To summarize my opinion, there is a strong argument for Thorium based on sustainability, there is a weak argument for Thorium based on the waste, and there is really no argument for Thorium based on economics.  Current designs are based on economics.  QED.
A: I am just augmenting the answer of AlanSE by one point - 
One huge disadvantage of thorium is that Thorium has Thallium 208 as one of the daughter product, this is a high gamma emitter.
$$Th_{232}^{91} + n_1^0 = U_{233}^{92}$$
but sometimes one can also expect $U_{232}^{92}$, which has a falf life of 62 years and has $Tl_{208}$ and $Tl_{228}$ in daughter products list. The former a hard gamma emitter and latter an alpha emitter.
This feature on one side is an advantage because then it would be impossible for smugglers to smuggle out fuel rods through radiation monitors and non-proliferation can be better achieved.
But on the other hand, it causes serious concerns with the fuel fabrication cost, both in terms of the man-rem and technological cost.
A: The German THTR-300 Thorium High-Temperature Reactor operated for about 16,000 hours and the IAEA produced a report on its shutdown.
So there are no physics barriers to thorium reactors: there is an existence proof for thorium reactors.
That ends the relevant answer for this site.
There are economic, engineering, social, political, technical, and institutional barriers; and large quantities of hype and incorrent information on the subject; but none of those are relevant to this site.
A: They are considered in new reactor types. E.g. the generation 4 molten salt reactor is particularly suitable for the thorium fuel cycle.
A: Building a nuclear reactor is very large-scale investment, and as thorium reactors are unproven, and there is already a large infrastructure in place for the uranium fuel cycle (mining, purification, enrichment, rod fabrication, etc...) a uranium reactor is considered a safer investment.

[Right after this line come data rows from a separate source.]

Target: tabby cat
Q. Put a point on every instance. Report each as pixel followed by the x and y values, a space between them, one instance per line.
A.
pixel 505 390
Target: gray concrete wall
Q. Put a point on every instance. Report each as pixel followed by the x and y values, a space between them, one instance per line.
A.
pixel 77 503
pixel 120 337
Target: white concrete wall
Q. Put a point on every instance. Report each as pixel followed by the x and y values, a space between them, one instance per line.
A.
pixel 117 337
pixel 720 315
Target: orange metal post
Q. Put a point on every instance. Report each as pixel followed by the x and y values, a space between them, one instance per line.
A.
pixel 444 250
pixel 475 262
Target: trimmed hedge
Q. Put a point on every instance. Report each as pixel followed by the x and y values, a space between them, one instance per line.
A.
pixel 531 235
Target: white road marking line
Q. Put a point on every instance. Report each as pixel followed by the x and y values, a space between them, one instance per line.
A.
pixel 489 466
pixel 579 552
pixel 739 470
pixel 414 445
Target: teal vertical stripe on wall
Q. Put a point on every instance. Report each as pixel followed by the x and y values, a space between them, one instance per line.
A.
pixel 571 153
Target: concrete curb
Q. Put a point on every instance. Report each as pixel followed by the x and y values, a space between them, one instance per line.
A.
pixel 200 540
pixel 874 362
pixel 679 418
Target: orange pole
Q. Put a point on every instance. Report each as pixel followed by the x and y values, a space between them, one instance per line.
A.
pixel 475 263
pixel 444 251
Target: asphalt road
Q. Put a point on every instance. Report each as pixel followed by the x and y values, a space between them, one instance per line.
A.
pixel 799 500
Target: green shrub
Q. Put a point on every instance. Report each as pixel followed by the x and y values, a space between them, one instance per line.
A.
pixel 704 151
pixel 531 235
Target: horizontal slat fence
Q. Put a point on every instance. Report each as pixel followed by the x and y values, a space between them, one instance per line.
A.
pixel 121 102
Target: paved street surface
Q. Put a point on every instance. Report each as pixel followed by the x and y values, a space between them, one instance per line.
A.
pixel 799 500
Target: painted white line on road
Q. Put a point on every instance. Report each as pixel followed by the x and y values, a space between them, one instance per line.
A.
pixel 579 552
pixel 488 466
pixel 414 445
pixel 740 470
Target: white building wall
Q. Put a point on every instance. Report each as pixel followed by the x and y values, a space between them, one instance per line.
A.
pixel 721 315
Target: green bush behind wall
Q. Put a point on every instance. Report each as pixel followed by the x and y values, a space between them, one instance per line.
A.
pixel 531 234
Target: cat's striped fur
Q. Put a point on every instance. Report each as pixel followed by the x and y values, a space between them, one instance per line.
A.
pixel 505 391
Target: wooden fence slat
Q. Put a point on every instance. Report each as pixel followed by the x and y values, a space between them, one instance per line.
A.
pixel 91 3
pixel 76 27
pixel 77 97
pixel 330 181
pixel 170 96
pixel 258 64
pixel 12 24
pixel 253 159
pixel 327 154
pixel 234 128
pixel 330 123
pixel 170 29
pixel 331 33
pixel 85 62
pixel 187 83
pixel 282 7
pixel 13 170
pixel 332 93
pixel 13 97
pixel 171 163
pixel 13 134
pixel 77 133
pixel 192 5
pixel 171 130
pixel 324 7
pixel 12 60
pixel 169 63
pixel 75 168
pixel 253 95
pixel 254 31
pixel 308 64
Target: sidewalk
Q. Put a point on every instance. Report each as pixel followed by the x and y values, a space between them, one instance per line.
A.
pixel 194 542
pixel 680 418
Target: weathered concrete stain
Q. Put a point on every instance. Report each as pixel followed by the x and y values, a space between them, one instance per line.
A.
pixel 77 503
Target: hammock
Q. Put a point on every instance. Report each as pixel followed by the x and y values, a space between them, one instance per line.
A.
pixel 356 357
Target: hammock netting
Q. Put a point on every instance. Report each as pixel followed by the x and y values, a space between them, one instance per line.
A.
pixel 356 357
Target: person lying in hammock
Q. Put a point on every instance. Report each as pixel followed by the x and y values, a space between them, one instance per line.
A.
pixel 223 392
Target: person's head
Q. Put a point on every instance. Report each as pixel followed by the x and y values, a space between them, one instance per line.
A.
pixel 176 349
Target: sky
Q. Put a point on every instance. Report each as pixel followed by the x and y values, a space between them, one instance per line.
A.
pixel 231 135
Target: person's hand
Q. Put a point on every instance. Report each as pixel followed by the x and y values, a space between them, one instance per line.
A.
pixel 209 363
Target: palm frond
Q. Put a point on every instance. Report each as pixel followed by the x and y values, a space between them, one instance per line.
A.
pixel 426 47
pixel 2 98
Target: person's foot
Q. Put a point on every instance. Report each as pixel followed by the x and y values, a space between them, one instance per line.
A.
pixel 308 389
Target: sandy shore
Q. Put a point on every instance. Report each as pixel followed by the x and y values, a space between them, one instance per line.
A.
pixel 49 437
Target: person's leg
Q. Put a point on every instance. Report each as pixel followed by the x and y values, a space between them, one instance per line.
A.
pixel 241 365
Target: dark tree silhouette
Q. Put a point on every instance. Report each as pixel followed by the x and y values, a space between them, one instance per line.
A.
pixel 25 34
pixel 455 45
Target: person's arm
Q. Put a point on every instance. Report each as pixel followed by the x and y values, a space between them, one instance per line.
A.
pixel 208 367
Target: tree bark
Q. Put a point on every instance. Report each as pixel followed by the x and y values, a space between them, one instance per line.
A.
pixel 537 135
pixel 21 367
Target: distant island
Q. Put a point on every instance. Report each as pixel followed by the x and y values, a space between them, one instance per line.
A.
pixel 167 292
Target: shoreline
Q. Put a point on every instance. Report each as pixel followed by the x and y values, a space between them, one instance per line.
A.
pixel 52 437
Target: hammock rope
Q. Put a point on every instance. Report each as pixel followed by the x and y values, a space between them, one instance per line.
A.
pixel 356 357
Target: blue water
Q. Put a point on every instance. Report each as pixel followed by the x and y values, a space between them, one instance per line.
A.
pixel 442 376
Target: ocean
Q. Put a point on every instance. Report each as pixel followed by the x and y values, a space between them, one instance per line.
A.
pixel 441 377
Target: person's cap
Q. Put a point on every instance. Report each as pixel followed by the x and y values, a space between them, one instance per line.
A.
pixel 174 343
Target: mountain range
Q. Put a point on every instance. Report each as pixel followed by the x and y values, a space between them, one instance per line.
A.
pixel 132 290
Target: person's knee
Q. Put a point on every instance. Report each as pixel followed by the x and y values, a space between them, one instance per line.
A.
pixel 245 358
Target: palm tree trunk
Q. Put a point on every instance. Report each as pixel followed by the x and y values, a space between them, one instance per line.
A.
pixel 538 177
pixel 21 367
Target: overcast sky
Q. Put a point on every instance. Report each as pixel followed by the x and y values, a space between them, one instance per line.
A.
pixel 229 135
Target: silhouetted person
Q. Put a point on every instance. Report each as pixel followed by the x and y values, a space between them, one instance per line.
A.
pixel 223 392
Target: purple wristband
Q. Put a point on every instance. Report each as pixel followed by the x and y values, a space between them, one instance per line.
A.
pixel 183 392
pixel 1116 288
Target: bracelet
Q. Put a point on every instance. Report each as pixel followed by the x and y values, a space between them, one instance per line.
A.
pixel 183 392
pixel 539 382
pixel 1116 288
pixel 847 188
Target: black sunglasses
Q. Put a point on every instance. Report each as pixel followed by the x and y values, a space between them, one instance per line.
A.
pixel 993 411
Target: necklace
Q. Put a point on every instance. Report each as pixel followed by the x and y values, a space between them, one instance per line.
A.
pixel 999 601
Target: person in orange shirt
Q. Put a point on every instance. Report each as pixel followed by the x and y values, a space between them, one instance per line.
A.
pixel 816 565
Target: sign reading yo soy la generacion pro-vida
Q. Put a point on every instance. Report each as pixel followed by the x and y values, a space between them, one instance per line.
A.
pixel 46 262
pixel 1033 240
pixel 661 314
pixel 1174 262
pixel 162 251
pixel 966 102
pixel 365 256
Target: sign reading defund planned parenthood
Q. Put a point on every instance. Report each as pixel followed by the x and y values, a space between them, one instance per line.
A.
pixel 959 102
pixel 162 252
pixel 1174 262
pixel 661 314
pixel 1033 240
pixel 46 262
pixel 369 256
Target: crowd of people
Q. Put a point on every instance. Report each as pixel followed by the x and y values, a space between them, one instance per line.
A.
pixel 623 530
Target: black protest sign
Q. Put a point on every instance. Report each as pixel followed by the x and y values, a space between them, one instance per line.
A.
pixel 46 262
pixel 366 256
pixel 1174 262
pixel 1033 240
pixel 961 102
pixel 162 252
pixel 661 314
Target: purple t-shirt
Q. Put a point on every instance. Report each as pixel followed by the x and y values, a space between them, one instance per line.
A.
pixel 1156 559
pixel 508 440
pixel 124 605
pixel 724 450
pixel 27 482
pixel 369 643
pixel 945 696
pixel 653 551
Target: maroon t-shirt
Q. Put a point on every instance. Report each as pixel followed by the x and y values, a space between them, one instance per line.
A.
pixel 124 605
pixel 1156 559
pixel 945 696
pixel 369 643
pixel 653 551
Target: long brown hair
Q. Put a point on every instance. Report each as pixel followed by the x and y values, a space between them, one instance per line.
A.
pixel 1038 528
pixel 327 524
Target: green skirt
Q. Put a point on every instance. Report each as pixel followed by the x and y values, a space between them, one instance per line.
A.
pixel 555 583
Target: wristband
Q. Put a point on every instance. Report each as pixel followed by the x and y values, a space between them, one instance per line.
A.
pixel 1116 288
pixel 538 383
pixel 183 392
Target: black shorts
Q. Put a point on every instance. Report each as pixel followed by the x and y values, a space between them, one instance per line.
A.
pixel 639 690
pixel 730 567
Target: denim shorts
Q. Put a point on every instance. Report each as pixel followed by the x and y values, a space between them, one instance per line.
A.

A: The ideal approach to take with thorium breeder reactors, which can also enable these reactors to use U-238 as breeder fuel, too, is to design these commercial breeder reactors to use continuous thermonuclear triggers as a primary source of neutrons. Hybrid nuclear/thermonuclear breeder reactors which use continuous thermonuclear triggers will also be able to burn most (approx. 80%) of their nuclear waste as fuel, too. This means that we will be able to use 100% of Uranium and 100% of Thorium as breeder fuels, combined with approx. 80% of nuclear waste as nuclear fuel, too, which in turn will provide many thousands of years of energy for our planet in the future, while also solving global warming at the same time.
A: The opposition to recycling spent nuclear fuel- for either plutonium from irradiating 238 U or 233U from irradiating Th- is a major impediment.  There is much more experience in reprocessing for Pu than for Th - due to the weapons programs- so if reprocessing ever gains wide acceptance it will probably be for Pu.